Martha lo seguiva del tutto incredula di quante cose il Dottore possedesse e di quanti racconti e avventure fosse piena la sua vita. La sua, al contrario, sembrava così spoglia: scuola, casa, studio, mentre attorno a lei c’era un intero universo da scoprire.
“E questa scusa?” Lo interruppe afferrando una giacca di jeans abbandonata su una sedia. “Non mi sembra essere antica come tutto il resto dei tuoi reperti, che, diciamocelo, fanno invidia alle ricchezze dei più grandi musei di tutto il mondo.”
“Quella…” mormorò lui, prendendola dolcemente dalle mani di Martha e sistemandola con cura all’interno di un armadio. “È un ricordo.”
I suoi occhi si spensero un attimo, perdendosi in un mondo che solo loro potevano ancora vedere; una mano lisciò con cura le pieghe, prima di richiudere l’anta con un colpo secco.
“Bene, il tour è finito. Signorina, se mi vuole seguire, da questa parte!” La richiamò lui col miglior tono professionale in suo possesso, facendole strada verso l’uscita del suo piccolo sgabuzzino.

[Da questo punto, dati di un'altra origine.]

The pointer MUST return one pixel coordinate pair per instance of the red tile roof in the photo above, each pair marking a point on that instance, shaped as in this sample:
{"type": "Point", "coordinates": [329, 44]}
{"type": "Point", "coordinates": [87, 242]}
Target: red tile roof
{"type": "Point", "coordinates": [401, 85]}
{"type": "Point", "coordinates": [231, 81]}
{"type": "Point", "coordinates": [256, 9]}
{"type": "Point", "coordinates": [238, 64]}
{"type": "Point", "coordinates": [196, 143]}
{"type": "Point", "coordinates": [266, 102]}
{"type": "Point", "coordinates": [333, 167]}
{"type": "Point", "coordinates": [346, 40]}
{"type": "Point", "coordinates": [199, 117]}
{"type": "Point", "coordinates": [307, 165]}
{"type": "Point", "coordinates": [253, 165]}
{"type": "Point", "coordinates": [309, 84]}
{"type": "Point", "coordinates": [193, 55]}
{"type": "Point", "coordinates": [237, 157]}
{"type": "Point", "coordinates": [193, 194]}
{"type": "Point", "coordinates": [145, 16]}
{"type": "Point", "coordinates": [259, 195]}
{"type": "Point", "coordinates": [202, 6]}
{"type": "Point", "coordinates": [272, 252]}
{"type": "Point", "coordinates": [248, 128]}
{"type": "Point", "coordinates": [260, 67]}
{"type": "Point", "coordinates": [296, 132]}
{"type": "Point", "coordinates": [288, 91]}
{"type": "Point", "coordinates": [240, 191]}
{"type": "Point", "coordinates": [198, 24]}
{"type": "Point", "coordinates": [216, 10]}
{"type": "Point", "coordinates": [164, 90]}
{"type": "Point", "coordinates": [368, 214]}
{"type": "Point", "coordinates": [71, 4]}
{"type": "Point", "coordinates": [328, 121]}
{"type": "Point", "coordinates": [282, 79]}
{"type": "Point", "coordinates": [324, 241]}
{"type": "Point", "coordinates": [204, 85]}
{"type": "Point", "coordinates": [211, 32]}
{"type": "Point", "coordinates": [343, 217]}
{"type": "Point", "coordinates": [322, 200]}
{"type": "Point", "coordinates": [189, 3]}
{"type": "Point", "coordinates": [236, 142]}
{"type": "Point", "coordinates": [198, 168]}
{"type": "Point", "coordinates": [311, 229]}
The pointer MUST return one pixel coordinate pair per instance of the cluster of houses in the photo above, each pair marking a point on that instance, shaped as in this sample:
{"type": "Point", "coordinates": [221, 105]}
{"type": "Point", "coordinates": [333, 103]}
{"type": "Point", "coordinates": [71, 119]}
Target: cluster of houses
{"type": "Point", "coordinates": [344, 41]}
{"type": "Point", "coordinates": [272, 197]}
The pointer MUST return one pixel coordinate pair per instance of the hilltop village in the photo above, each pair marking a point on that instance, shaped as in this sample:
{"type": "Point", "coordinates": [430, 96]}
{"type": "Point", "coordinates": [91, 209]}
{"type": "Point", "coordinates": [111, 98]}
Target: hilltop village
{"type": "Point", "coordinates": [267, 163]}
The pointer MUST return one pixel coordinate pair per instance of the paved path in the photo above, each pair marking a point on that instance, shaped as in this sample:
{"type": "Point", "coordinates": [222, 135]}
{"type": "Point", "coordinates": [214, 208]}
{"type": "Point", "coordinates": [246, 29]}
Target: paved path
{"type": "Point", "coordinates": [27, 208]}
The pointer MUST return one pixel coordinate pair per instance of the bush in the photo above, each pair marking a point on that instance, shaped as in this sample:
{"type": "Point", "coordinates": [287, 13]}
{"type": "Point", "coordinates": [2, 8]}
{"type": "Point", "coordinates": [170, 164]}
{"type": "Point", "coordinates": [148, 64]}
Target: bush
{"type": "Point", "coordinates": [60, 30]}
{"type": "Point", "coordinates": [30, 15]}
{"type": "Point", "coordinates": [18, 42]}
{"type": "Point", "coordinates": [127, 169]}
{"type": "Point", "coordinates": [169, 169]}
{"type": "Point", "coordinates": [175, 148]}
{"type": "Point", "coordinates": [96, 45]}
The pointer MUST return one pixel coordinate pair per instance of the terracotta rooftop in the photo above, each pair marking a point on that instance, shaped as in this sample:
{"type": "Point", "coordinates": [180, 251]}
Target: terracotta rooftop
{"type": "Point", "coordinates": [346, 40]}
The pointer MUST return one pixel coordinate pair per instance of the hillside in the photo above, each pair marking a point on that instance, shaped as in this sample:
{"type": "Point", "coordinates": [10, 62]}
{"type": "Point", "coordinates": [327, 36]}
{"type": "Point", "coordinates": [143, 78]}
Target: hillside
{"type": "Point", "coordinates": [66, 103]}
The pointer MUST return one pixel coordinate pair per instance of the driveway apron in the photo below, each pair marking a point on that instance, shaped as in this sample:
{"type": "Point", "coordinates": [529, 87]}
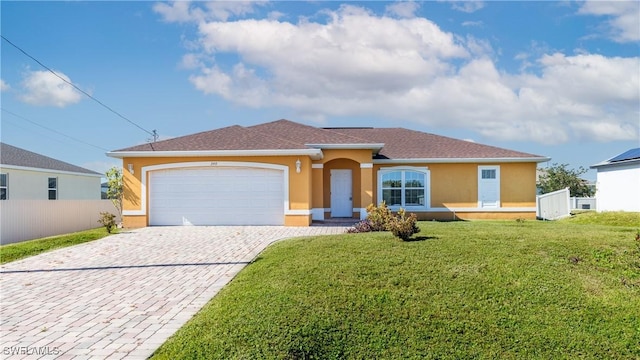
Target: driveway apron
{"type": "Point", "coordinates": [124, 295]}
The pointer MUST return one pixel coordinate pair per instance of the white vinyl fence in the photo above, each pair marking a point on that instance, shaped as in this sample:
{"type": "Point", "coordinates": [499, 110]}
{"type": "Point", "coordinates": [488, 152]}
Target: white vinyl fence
{"type": "Point", "coordinates": [553, 205]}
{"type": "Point", "coordinates": [583, 203]}
{"type": "Point", "coordinates": [22, 220]}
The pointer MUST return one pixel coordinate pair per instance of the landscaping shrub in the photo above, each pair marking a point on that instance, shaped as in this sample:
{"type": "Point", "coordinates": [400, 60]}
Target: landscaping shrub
{"type": "Point", "coordinates": [362, 226]}
{"type": "Point", "coordinates": [403, 226]}
{"type": "Point", "coordinates": [108, 220]}
{"type": "Point", "coordinates": [380, 218]}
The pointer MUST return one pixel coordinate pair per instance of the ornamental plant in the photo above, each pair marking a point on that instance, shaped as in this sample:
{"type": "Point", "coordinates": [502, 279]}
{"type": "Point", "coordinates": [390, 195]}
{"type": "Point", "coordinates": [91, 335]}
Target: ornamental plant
{"type": "Point", "coordinates": [108, 220]}
{"type": "Point", "coordinates": [403, 226]}
{"type": "Point", "coordinates": [380, 218]}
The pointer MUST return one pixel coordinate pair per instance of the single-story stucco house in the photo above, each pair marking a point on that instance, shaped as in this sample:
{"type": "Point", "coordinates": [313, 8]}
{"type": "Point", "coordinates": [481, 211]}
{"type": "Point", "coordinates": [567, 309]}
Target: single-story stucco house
{"type": "Point", "coordinates": [618, 182]}
{"type": "Point", "coordinates": [25, 175]}
{"type": "Point", "coordinates": [286, 173]}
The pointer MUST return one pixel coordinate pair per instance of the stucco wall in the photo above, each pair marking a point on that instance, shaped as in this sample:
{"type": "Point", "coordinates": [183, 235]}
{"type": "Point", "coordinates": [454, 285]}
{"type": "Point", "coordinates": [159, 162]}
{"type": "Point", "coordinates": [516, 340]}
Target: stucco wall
{"type": "Point", "coordinates": [456, 185]}
{"type": "Point", "coordinates": [452, 187]}
{"type": "Point", "coordinates": [34, 185]}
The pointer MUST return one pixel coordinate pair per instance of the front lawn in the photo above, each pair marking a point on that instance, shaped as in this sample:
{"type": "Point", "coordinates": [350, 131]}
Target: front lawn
{"type": "Point", "coordinates": [17, 251]}
{"type": "Point", "coordinates": [541, 290]}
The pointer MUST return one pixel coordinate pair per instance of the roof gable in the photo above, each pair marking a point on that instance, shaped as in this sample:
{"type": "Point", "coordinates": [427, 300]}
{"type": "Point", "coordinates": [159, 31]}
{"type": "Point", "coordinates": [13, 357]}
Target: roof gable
{"type": "Point", "coordinates": [285, 135]}
{"type": "Point", "coordinates": [402, 143]}
{"type": "Point", "coordinates": [305, 134]}
{"type": "Point", "coordinates": [228, 138]}
{"type": "Point", "coordinates": [631, 156]}
{"type": "Point", "coordinates": [15, 156]}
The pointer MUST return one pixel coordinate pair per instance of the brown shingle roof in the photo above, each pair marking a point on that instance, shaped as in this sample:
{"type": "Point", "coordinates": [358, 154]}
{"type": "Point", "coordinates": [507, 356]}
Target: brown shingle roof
{"type": "Point", "coordinates": [409, 144]}
{"type": "Point", "coordinates": [283, 134]}
{"type": "Point", "coordinates": [306, 134]}
{"type": "Point", "coordinates": [228, 138]}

“Ho una curiosità!” Disse Martha trotterellandogli dietro, buttando velocemente uno sguardo sulle varie stanze che si affacciavano lungo quello stretto corridoio.
“Le reali dimensioni del TARDIS? È grande. Molto grande.” La anticipò, vedendo come i suoi occhi scattassero in tutte le direzioni.
“No, non è questo.” Rise lei, aggrappandosi al suo braccio. “Anche se… no, volevo sapere cos’è successo tra te e la Regina Elisabetta.”
“Ah, la cara Regina Elisabetta!” Esclamò con un sorriso sulle labbra.
Se lo ricordava come fosse ieri il loro ultimo incontro: un palchetto al Rose, sullo sfondo una delle più classiche tragedie shakespeariane.

* * *
 
“Eccoci arrivati!” Esclamò il Dottore facendo planare il suo fidato TARDIS in un vicolo della vecchia cittadina.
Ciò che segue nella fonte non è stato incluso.